Marina Litvinenko, the widow of Alexander Litvinenko said, according
to Vladimir Isachenkov of the AP, “In Russia it doesn’t
matter how many people are killed.”
The Russian Police are interested in interviewing billionaire Boris
Berezovsky, who was a friend of Litvinenko. They also want to interview
Akhmed Zakayev, a Chechen separatist who was Litvinenko’s
closest friend and who, along with Berezovsky, attended his funeral.
Litvinenko was buried in a lead-lined coffin designed to prevent
radiation from going in or out in a London cemetery. Vladimir Bukovsky,
another friend of Litvinenko (but not Berezovsky) said, “On
his deathbed, he converted to Islam and asked to be buried when
the war is over in Chechen soil. He was a fierce defender of Chechnya.”

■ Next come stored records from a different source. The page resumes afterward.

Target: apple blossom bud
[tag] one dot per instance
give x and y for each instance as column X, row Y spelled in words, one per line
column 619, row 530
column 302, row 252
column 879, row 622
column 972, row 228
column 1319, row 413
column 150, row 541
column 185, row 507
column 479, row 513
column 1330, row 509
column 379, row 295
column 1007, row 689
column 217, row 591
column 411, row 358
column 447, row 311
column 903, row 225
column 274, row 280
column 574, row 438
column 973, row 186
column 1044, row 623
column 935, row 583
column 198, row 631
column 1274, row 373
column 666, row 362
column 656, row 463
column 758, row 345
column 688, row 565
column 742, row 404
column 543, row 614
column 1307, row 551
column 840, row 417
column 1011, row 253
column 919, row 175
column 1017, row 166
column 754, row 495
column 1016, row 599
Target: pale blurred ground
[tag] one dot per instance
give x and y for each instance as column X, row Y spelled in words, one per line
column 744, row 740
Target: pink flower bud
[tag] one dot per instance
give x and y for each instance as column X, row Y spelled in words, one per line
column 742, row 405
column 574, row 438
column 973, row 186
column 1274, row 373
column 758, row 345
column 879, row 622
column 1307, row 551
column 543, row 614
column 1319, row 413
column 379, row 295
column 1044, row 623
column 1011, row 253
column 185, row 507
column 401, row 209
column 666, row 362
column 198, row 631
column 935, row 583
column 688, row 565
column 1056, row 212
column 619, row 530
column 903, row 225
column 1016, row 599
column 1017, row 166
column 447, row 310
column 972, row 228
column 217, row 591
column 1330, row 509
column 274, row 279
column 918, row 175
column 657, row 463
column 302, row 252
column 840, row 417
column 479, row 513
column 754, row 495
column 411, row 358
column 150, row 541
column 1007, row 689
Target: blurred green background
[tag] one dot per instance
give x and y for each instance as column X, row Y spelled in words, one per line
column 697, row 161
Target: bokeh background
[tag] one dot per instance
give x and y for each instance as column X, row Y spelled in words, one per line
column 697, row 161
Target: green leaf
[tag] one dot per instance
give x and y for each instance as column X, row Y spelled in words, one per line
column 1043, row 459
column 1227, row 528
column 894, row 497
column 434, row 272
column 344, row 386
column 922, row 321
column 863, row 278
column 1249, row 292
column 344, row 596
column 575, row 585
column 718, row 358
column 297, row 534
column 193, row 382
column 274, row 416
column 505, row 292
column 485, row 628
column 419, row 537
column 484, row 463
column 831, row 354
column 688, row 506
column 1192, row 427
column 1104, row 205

Ghayasuddin Siddiqui, the head of Britain’s Muslim parliament,
said a special passage from the Koran was read by the imam for Litvinenko
at London’s Regent’s Park Mosque on the day of the funeral.
Russian prosecutor General Yuri Chaika is conducting the investigation
for the Russian police.
Sian MacLeod, the Deputy Foreign Minister of Britain, is overseeing
the investigation for Scotland Yard.
In recent days, Alex Goldfarb, a spokesperson for the family, said
that Russian authorities are trying obstruct the British investigation.
He also said that Lugovoi must be considered the #1 suspect.